DELETE /api/users/{id}performs a soft-delete (setsdeleted_at); the user can be restored. For a clean retry, soft-delete is sufficient — the next provisioning attempt creates a fresh row. - Authifi caches the role list for 60s. After
removeRoles, wait at least one minute before retrying the workflow or the engine still sees the stale assignment. - AD password complexity policy. Some orgs reject the temp
password emitted by the test connector. If the failed step is
setPassword, the cleanup is just the AD account delete — the Floh-side soft-delete plus a re-run with a new temp password is sufficient. - Role-grant idempotency. The
role_grantstep'sonDuplicate: "skip"(the default) is forgiving on retry, so the cleanup checklists above don't need to undo a successfulrole_grantto allow a second attempt — just leave it.
Escalation¶
- Pages a CRITICAL incident. Authifi-side cleanup that fails with a 5xx response from Authifi pages on-call. Capture the run id and connector response body in the page.

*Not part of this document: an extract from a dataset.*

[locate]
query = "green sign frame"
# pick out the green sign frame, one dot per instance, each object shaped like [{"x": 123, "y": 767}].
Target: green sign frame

- File a bug. If the runbook above is incomplete (a new connector pair, or a step that doesn't have a clear cleanup), open a ticket against the connector module owner and link this doc.
- Cross-link. When closing the incident, drop the run id into the incident postmortem and link back to this runbook so the next person on call has the same starting point.